With an initiative worth DKK 100 million over ten years, VILLUM FONDEN and VELUX FONDEN aim to strengthen the democratic development of the future data-driven Denmark.
The winning research consortium
January 7, 2021, it was revealed that a research consortium with researchers from 6 universities will run the research project Algorithms, Data and Democracy.
Digitalisation, rapidly growing amounts of data, artificial intelligence (AI), data-driven automation and decision-making – these are some of the issues which will lead to profound changes throughout much of Danish society over the coming years.
With a total grant of DKK 100 million over ten years, VILLUM FONDEN and VELUX FONDEN wish to advance citizen-centred, sustainable democratic development in the data-driven Denmark of the future. To that end, the two foundations are launching a call for a project bringing together research, policy, outreach and stakeholder engagement to address the impacts, opportunities and challenges of digitalisation in relation to democracy.
The scope of the initiative is the democratic challenge inherent in decision making being automated by means of data and algorithms that are incomprehensible to most people. Such decisions impact both the individual and society as a whole.
The vision of the initiative is for Denmark, by the next decade, to be at the international forefront of enlightened digital citizenship and the safeguarding of democratic values and legitimacy in a world of algorithms and data.
The object of the initiative is to create and bring together solutions – societal, institutional, organisational, and, not least, technical solutions – to address challenges and develop potentials serving the best interests of democracy and all sections of society.
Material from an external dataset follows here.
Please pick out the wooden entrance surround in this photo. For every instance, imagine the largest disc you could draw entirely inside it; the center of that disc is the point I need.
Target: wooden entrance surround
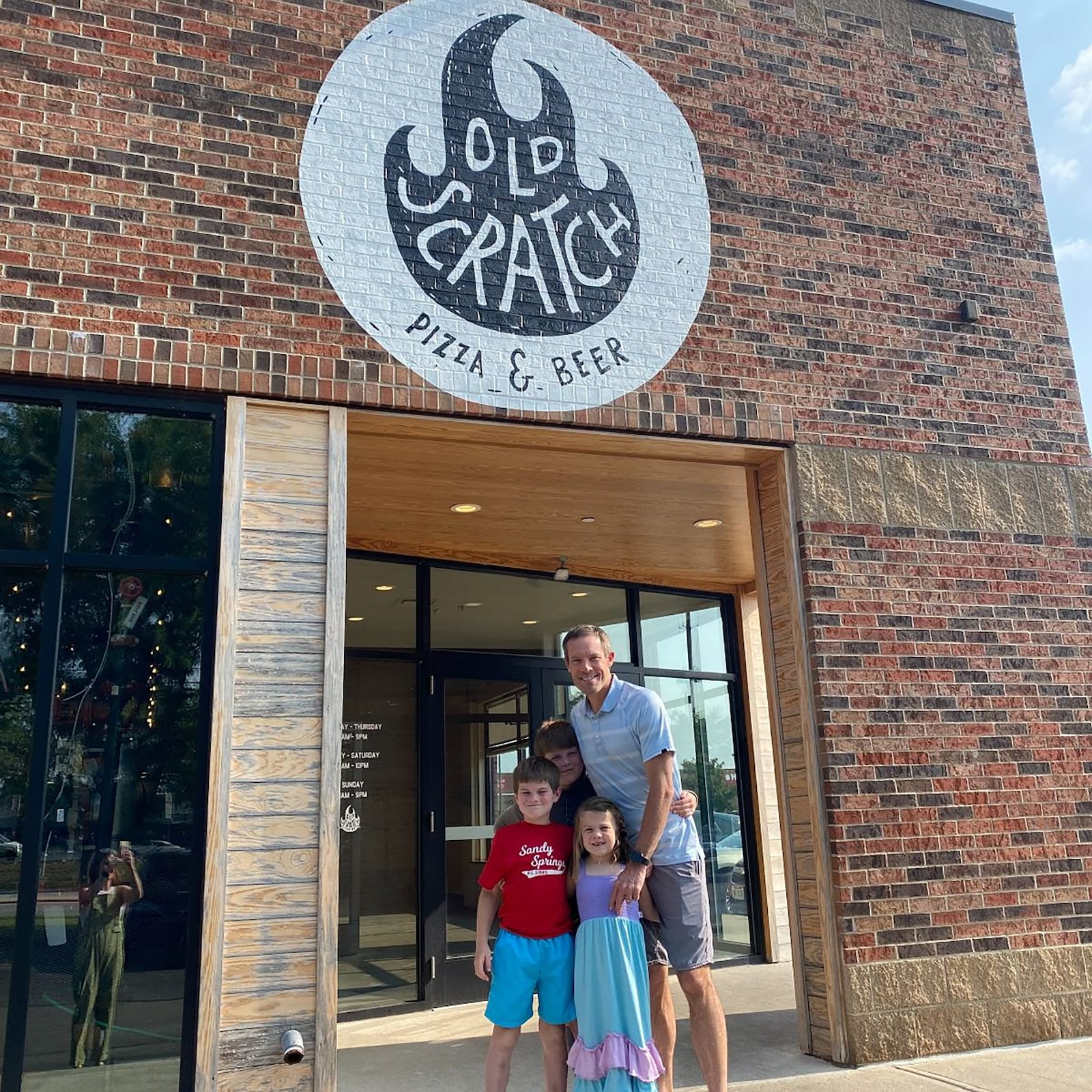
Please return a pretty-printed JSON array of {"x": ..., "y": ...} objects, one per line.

The project's focus must be the use of data and algorithms in the most important democratic institutions of Danish society. Key areas include the roles of traditional and new media, policy development and the interaction between the public sector and the citizens.
The project's research component must be a close, interdisciplinary collaboration between top researchers within computer science (broadly defined) and within the humanities/social sciences. Following an open call and a recommendation from an international jury, the research part of the project has been won by a research consortium headed by Professor Sine Nørholm Just from the Department of Communication and Arts at Roskilde University.
The project's outreach component will bring together the research component with a broad-based outreach initiative designed to involve citizens, decision-makers, civil society organisations, IT professionals and other stakeholders. DKK 20 million has been earmarked for the outreach component, which is run by Lisbeth Knudsen and David Budtz Pedersen.